Goldilocks and the Three Bears is a family favorite; I think I own more retellings of it than any other story (with the possible exception of Little Red Riding Hood). This one, Rubia and the Three Osos by Susan Middleton Elya; illustrated by Melissa Sweet (Hyperion, 2010), is a lot of fun, as you can tell by the cover image of the bears and Rubia (Spanish for blonde, or in this case, Goldilocks) having a singalong. They've even hung some papel picado!

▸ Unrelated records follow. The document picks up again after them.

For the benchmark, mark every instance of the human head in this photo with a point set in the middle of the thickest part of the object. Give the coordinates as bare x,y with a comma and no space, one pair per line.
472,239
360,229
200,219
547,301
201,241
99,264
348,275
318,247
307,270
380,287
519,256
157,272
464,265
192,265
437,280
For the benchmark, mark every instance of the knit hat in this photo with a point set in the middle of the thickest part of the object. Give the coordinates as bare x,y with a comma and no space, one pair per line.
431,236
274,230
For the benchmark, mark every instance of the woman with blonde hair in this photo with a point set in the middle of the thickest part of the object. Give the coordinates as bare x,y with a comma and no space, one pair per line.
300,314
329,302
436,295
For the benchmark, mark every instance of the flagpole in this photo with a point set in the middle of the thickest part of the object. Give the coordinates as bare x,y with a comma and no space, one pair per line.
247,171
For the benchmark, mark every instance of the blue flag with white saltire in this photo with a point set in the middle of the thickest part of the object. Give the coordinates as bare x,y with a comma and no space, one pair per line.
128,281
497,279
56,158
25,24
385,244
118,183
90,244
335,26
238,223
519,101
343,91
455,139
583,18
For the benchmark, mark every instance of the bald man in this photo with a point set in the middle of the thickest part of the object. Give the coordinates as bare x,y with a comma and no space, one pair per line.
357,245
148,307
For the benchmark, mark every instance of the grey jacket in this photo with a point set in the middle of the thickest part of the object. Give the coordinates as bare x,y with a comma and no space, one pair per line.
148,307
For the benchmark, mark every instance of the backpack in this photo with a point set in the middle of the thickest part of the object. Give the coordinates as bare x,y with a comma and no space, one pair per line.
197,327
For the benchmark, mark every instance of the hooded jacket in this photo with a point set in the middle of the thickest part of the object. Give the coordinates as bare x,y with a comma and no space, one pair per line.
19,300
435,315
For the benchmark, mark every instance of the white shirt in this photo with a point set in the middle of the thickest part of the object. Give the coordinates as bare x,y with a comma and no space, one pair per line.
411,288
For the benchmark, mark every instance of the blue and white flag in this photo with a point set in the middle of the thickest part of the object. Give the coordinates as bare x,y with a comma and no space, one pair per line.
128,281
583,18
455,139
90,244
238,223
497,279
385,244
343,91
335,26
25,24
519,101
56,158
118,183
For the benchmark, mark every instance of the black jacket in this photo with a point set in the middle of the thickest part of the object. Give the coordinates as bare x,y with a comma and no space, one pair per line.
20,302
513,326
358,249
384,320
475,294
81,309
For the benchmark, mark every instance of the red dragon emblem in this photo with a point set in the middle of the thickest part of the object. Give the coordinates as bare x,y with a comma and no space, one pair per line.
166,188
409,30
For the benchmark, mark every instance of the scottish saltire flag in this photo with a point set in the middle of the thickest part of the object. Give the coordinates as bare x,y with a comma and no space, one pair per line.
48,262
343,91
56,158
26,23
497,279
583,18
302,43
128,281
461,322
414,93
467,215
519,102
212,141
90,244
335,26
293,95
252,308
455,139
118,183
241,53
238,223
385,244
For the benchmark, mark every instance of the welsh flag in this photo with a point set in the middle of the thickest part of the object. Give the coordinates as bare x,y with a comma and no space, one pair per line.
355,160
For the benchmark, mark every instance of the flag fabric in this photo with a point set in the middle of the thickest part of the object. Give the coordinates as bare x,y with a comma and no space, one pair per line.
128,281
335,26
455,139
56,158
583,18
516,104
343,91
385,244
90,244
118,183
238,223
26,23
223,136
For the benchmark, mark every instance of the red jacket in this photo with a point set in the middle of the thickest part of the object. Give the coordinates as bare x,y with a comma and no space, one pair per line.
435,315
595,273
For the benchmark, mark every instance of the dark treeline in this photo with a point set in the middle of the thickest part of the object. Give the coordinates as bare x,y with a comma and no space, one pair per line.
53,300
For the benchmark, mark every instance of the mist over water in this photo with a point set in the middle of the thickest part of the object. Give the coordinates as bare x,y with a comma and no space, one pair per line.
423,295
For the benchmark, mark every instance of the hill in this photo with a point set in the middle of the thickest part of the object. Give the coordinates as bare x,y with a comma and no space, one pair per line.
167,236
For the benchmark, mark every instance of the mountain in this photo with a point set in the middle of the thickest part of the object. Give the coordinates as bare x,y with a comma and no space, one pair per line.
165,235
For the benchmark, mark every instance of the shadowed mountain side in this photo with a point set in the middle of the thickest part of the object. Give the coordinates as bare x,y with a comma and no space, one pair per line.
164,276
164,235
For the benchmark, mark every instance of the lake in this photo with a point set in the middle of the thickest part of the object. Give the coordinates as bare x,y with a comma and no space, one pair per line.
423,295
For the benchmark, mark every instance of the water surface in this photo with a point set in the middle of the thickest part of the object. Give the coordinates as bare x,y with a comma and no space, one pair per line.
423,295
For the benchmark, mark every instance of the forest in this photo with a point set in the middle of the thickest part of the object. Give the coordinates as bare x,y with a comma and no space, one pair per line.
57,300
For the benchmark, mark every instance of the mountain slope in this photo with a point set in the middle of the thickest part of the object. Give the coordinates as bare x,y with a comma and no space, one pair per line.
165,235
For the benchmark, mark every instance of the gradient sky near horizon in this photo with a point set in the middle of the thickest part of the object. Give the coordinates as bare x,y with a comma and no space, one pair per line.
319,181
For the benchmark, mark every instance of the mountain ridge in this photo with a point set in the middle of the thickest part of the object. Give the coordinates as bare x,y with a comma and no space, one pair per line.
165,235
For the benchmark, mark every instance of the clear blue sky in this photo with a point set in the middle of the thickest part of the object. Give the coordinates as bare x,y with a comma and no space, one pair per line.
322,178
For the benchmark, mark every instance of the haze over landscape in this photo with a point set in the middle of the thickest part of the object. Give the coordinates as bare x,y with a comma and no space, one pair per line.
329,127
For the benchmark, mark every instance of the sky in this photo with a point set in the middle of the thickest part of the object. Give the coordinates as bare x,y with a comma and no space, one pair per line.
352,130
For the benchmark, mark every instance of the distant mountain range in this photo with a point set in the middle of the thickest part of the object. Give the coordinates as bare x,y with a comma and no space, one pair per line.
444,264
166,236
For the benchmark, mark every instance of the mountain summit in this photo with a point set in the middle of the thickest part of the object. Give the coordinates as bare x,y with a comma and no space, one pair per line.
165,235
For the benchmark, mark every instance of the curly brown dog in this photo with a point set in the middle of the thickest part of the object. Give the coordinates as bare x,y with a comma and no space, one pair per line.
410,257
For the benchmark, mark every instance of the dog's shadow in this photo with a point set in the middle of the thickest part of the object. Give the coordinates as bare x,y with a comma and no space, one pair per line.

Susan Middleton Elya's rhyming text is sprinkled with Spanish words for the essential elements of the story--bears, bowls, chairs, beds and their identifying adjectives. No one does this better than Elya; previous favorites of hers include Oh No, Gotta Go! illustrated by G. Brian Karas (Putnam, 2003) and Bebe Goes Shopping illustrated by Stephen Salerno (Harcourt, 2006). I'm not sure how effective this approach is at actually teaching Spanish--I generally prefer bilingual editions that tell the story in English and Spanish separately rather than mixing them up--but it's undeniably fun to read aloud. Here's a sample:
[The bears] headed away, but the door wasn't locked.
Then who should come over, so daintily frocked?
Little Miss Rubia, curls made of oro.
"¿A tiny casita, for me? ¡La adoro!"
She opened la puerta and saw the fine food.
"¡Sopa!" she said. "I am so in the mood!"
Fans of Melissa Sweet will want Rubia and the Three Osos, too. The colors and landscapes in her playful watercolor and mixed-media illustrations for this book were inspired by a trip she took to the American Southwest (from the flap copy); the details, too, are distinctly southwestern--from the cactus to the cowboy boots. The bears themselves could be the Hispanic cousins of the ones in her illustrations for Jane Yolen's Baby Bear books. That Papi Bear has a temper, though!
Aside: I remember reading Sweet's short essay in the Horn Book about her palette, which she said is "basically the same as Winslow Homer's, with the exception of one [color] called Opera" (January/February 2010). Mama Bear's coat? Opera.
[Check out Abuelo y los Tres Osos by Jerry Tello; illustrated by Ana Lopez Escriva (Scholastic, 1997) for a bilingual retelling of the Goldilocks story with a similar southwestern flavor. In this one, the bears are having frijoles.]